About the Kentucky Commemorative Quarter

The Kentucky quarter, the fifth and last quarter in the 2001 State Quarters series, shows one of our most prominent symbols of Kentucky, Federal Hill. The design shows a side view of the famous Bardstown home where Stephen Foster wrote the state song, My Old Kentucky Home in 1852.

A thoroughbred racehorse also graces the design of the Kentucky commemorative quarter. Kentucky is home of the longest running annual horse race in the country, the Kentucky Derby (since 1875), and our famous Kentucky Bluegrass is also home to some of the world’s finest racehorses. In fact, Kentucky’s name is derived from the Cherokee word for “meadowland” after the bluegrass pastures that lured early pioneers to the state.

In 1792 Kentucky was the 15th state to join the union, and the first state to join from what was then considered the western frontier. The United States Mint was established that same year on April 2, and Kentucky joined the union only two months later on June 1.

Kentucky’s First Lady Judi Patton led the Kentucky Quarter Project Committee to coordinate the design of the quarter, and they received more than 1,800 design suggestions from across the state. The entries were narrowed down to 12 finalists which were displayed in the front lobby of the state Capitol and over the Internet in June of 1999.

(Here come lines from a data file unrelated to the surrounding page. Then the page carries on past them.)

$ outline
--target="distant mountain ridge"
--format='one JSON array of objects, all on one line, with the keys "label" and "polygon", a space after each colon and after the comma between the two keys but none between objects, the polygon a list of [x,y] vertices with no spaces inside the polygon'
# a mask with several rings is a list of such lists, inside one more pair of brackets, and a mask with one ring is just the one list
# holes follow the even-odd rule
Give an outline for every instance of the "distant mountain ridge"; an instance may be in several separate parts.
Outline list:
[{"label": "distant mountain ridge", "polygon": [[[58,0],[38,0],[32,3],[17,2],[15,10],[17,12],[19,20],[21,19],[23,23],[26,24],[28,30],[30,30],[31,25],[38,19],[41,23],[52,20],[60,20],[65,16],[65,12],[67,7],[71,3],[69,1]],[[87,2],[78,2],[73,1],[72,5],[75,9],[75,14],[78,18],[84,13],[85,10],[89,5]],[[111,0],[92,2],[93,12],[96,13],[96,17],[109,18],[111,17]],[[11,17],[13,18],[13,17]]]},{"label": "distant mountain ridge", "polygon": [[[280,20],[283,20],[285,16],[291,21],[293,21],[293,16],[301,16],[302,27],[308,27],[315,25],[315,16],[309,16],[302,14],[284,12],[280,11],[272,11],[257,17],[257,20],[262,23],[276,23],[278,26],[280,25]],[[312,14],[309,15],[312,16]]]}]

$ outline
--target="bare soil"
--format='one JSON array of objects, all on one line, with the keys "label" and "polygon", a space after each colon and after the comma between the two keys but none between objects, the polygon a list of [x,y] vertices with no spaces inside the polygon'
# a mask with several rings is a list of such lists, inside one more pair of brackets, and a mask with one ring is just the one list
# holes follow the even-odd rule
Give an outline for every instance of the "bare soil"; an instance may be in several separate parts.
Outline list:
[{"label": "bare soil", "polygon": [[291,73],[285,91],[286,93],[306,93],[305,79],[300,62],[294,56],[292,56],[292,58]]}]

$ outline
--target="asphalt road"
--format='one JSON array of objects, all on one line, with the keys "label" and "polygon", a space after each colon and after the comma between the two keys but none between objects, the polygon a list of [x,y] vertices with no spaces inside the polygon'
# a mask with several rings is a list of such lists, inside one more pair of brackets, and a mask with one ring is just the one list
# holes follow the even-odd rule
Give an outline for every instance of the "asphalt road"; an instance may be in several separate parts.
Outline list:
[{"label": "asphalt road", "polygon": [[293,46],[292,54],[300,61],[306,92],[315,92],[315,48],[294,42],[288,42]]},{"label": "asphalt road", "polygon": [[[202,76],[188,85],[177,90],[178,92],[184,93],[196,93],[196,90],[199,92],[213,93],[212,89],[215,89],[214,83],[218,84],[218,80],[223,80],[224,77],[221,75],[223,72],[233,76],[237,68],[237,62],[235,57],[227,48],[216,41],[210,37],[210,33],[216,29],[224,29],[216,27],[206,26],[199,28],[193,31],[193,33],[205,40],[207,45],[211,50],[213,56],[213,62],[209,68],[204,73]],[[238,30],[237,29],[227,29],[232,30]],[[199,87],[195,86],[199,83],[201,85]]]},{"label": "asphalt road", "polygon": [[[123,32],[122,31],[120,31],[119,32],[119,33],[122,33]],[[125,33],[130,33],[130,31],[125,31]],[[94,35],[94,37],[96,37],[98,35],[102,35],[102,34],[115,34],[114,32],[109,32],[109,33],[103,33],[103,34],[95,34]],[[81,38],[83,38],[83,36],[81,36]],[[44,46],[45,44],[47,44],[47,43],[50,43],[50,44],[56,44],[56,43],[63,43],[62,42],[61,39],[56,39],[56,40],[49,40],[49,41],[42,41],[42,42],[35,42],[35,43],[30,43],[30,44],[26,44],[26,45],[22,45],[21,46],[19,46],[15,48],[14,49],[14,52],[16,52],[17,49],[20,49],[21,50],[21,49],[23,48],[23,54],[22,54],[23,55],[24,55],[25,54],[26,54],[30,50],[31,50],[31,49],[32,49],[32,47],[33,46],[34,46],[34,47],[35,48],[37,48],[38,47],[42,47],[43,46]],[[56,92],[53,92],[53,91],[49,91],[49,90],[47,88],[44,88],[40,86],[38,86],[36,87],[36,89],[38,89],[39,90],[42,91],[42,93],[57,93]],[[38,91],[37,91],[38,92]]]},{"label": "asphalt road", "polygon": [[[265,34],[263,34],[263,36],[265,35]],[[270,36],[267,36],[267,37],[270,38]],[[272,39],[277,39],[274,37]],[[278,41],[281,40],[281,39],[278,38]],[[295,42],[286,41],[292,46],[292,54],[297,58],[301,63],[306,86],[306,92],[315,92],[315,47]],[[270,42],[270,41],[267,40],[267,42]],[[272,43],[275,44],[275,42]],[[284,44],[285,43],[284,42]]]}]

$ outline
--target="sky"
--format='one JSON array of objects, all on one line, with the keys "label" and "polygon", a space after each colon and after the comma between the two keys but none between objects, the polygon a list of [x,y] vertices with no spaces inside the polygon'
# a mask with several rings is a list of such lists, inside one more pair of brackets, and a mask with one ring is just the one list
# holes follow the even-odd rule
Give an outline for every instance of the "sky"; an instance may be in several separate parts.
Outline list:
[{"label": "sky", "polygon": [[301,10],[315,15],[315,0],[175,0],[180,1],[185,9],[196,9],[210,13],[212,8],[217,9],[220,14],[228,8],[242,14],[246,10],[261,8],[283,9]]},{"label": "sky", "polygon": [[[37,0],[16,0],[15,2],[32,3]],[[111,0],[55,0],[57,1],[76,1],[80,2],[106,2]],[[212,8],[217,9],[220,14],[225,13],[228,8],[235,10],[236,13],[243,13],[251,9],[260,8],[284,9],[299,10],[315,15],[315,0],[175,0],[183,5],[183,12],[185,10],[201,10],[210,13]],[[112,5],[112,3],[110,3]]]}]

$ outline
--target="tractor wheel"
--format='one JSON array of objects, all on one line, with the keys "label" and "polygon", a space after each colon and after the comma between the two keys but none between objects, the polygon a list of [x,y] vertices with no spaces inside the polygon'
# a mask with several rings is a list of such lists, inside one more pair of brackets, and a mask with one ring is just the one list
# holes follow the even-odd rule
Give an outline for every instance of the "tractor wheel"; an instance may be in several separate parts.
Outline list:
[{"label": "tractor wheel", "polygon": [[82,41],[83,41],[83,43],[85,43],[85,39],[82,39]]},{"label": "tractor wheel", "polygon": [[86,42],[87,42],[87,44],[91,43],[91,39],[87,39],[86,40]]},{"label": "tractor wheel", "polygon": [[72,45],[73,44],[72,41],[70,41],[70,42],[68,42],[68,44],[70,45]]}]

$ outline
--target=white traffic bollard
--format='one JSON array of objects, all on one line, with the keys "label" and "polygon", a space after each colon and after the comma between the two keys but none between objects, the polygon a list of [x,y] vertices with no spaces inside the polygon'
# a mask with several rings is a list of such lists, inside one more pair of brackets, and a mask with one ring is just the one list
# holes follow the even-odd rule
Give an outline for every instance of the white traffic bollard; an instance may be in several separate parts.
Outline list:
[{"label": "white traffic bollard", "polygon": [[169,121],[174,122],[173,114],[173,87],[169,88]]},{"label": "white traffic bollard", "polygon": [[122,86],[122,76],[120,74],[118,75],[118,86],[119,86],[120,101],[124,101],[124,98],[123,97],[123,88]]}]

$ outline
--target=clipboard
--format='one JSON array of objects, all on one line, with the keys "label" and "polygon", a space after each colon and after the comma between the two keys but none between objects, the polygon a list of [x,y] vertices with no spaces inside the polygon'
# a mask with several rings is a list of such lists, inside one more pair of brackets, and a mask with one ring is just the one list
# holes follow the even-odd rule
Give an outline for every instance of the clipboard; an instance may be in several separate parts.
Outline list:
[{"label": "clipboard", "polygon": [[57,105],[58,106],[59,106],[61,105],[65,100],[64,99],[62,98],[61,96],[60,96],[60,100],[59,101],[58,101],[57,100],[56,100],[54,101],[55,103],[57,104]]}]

Over 50,000 residents of Kentucky cast votes for their favorite design, and after review by the Citizens Commemorative Coin Advisory Committee, the Commission of Fine Arts, and the Secretary of the Treasury, Governor Paul E. Patton was provided with three candidate designs. Governor Patton selected the final design after asking Kentuckians for their opinions during his appearances around the state.